RI News Portal. Semarang – Banjir yang melanda kawasan Pantai Utara (Pantura) Jawa Tengah sejak awal Januari 2026 belum sepenuhnya reda, meninggalkan ribuan warga terpaksa bertahan di lokasi pengungsian. Data terbaru dari Badan Penanggulangan Bencana Daerah (BPBD) Provinsi Jawa Tengah menunjukkan, hingga Kamis (22/1/2026), lebih dari 5.300 orang masih mengungsi di tiga kabupaten/kota utama terdampak: Kota Pekalongan, Kabupaten Kudus, dan Kabupaten Pati.
Kepala Pelaksana Harian BPBD Jawa Tengah, Bergas Catursasi, menjelaskan bahwa jumlah pengungsi di Kota Pekalongan mencapai lebih dari 2.000 jiwa, Kabupaten Kudus sekitar 2.200 jiwa, serta Kabupaten Pati sebanyak 1.100 jiwa. Angka ini mencerminkan situasi darurat yang berkelanjutan, meskipun di beberapa titik seperti Kabupaten Pati, jumlah desa terendam mulai berkurang dari ratusan menjadi puluhan desa akibat proses surut secara bertahap.
“Meski sebagian wilayah mulai mengering, banjir masih merendam rumah-rumah penduduk, lahan pertanian, dan fasilitas umum.
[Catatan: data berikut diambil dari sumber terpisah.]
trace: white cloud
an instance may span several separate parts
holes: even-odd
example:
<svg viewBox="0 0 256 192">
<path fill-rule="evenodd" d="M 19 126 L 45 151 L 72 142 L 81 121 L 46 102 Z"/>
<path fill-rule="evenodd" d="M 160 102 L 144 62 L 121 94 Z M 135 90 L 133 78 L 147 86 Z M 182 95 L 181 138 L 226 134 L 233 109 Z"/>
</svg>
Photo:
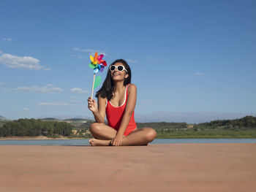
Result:
<svg viewBox="0 0 256 192">
<path fill-rule="evenodd" d="M 54 87 L 53 85 L 48 84 L 45 87 L 37 87 L 37 86 L 32 86 L 32 87 L 20 87 L 17 88 L 13 89 L 3 89 L 4 92 L 12 92 L 12 91 L 18 91 L 18 92 L 23 92 L 23 93 L 56 93 L 62 91 L 63 89 L 60 88 Z"/>
<path fill-rule="evenodd" d="M 0 56 L 0 64 L 5 65 L 10 68 L 23 68 L 30 70 L 50 70 L 39 64 L 37 58 L 32 57 L 20 57 L 9 53 L 3 54 Z"/>
<path fill-rule="evenodd" d="M 79 88 L 72 88 L 72 89 L 70 89 L 70 91 L 73 92 L 73 93 L 89 93 L 88 91 L 83 90 L 83 89 Z"/>
<path fill-rule="evenodd" d="M 137 63 L 138 62 L 138 61 L 136 61 L 136 60 L 132 60 L 132 59 L 129 59 L 129 58 L 127 58 L 127 61 L 128 62 L 130 62 L 130 63 Z"/>
<path fill-rule="evenodd" d="M 197 72 L 195 74 L 195 75 L 203 75 L 203 74 L 204 74 L 204 73 Z"/>
<path fill-rule="evenodd" d="M 92 49 L 81 49 L 79 47 L 74 47 L 73 50 L 75 51 L 81 51 L 81 52 L 86 52 L 88 53 L 90 55 L 94 55 L 95 52 L 98 53 L 98 55 L 103 54 L 105 56 L 108 55 L 105 52 L 101 51 L 101 50 L 92 50 Z"/>
<path fill-rule="evenodd" d="M 37 104 L 40 106 L 85 107 L 85 105 L 72 104 L 63 103 L 63 102 L 52 102 L 52 103 L 42 102 L 42 103 L 39 103 Z"/>
<path fill-rule="evenodd" d="M 12 41 L 12 39 L 11 39 L 11 38 L 3 38 L 3 40 L 4 41 L 11 42 L 11 41 Z"/>
</svg>

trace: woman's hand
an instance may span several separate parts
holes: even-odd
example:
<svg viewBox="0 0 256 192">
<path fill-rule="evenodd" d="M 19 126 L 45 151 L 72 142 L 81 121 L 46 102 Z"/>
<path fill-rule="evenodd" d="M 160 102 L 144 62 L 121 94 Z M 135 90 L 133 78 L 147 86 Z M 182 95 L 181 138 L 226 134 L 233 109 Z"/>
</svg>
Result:
<svg viewBox="0 0 256 192">
<path fill-rule="evenodd" d="M 123 142 L 123 136 L 116 135 L 114 138 L 111 140 L 111 144 L 113 146 L 120 146 Z"/>
<path fill-rule="evenodd" d="M 98 105 L 95 99 L 92 99 L 91 96 L 88 98 L 88 108 L 92 112 L 96 112 L 98 110 Z"/>
</svg>

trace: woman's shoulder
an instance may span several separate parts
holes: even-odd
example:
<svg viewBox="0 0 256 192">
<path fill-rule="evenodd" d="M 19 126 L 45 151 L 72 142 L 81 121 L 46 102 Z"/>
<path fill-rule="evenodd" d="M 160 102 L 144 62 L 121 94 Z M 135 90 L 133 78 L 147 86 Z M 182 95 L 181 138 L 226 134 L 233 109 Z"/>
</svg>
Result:
<svg viewBox="0 0 256 192">
<path fill-rule="evenodd" d="M 99 95 L 98 95 L 98 99 L 100 99 L 100 100 L 106 100 L 107 99 L 107 97 L 102 97 L 102 94 L 101 93 L 99 93 Z"/>
</svg>

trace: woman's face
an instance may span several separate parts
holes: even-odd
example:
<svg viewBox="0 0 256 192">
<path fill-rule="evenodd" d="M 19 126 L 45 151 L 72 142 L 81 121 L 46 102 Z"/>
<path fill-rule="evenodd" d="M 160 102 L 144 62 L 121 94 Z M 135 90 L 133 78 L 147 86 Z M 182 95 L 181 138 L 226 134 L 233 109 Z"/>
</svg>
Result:
<svg viewBox="0 0 256 192">
<path fill-rule="evenodd" d="M 124 66 L 124 64 L 122 63 L 116 63 L 114 64 L 114 66 Z M 125 69 L 125 67 L 124 67 Z M 124 80 L 125 78 L 127 78 L 129 74 L 127 73 L 127 72 L 125 70 L 120 72 L 118 71 L 118 69 L 117 69 L 117 67 L 116 67 L 115 70 L 111 72 L 111 77 L 114 81 L 122 81 Z"/>
</svg>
Jumlah warga terdampak secara keseluruhan diperkirakan jauh lebih besar daripada yang tercatat sebagai pengungsi,” ujar Bergas saat ditemui di Kantor Gubernur Jawa Tengah.

Kerugian material akibat banjir ini diprediksi mencapai nilai signifikan. Bergas memperkirakan, untuk satu unit rumah yang terendam saja, kerugian minimal mencapai Rp2 juta, belum termasuk rusaknya sawah, infrastruktur jalan, tanggul, serta fasilitas pendukung lainnya. Di lapangan, banjir juga menyebabkan kerusakan parah pada jalur Pantura timur, termasuk di wilayah Kudus-Pati, yang mempersulit mobilitas dan distribusi bantuan.
Upaya penanganan darurat terus digencarkan oleh BPBD bersama TNI, Polri, serta relawan. Prioritas utama diberikan pada evakuasi kelompok rentan, seperti lansia, anak-anak, dan penyandang disabilitas, ke tempat-tempat aman seperti gedung sekolah, masjid, dan balai desa yang telah disiapkan sebagai posko pengungsian. “Keselamatan jiwa warga adalah yang terpenting. Kami pastikan mereka berada di lokasi yang aman, nyaman, dan terjangkau bantuan,” tambah Bergas.
Bantuan logistik mengalir dari berbagai pihak, termasuk Kementerian Sosial, Dinas Sosial provinsi dan kabupaten/kota, Palang Merah Indonesia (PMI), Baznas, serta organisasi kemasyarakatan. Paket bantuan mencakup makanan siap saji, pakaian, selimut, obat-obatan, dan kebutuhan higienis dasar.
Baca juga : Pemerintah Percepat Operasional 27 Ribu Koperasi Desa Merah Putih, Target Rampung April 2026
Untuk menekan intensitas hujan yang memicu banjir lanjutan, Pemerintah Provinsi Jawa Tengah bekerja sama dengan Badan Nasional Penanggulangan Bencana (BNPB) memperpanjang Operasi Modifikasi Cuaca (OMC) hingga 24 Januari 2026. Program yang awalnya direncanakan berakhir pada 21 Januari ini bertujuan mereduksi curah hujan di wilayah rawan, khususnya kawasan Muria Raya dan sekitarnya.
BPBD Jawa Tengah juga mengeluarkan imbauan kewaspadaan tinggi hingga Februari 2026 mendatang, mengingat prakiraan cuaca ekstrem masih berpotensi berlanjut. Masyarakat di sekitar Daerah Aliran Sungai (DAS) dan kawasan rendah diminta menyiapkan jalur evakuasi mandiri serta segera berpindah ke tempat aman jika air kembali naik. Bergas menekankan pentingnya pembangunan infrastruktur tangguh bencana ke depan, seperti normalisasi sungai, peninggian tanggul, dan sistem drainase yang lebih baik, untuk mengurangi risiko banjir berulang di masa mendatang.
Situasi ini menjadi pengingat betapa rentannya kawasan Pantura terhadap perubahan iklim dan curah hujan ekstrem, sekaligus menuntut koordinasi lintas sektor yang lebih terintegrasi dalam pencegahan dan respons bencana.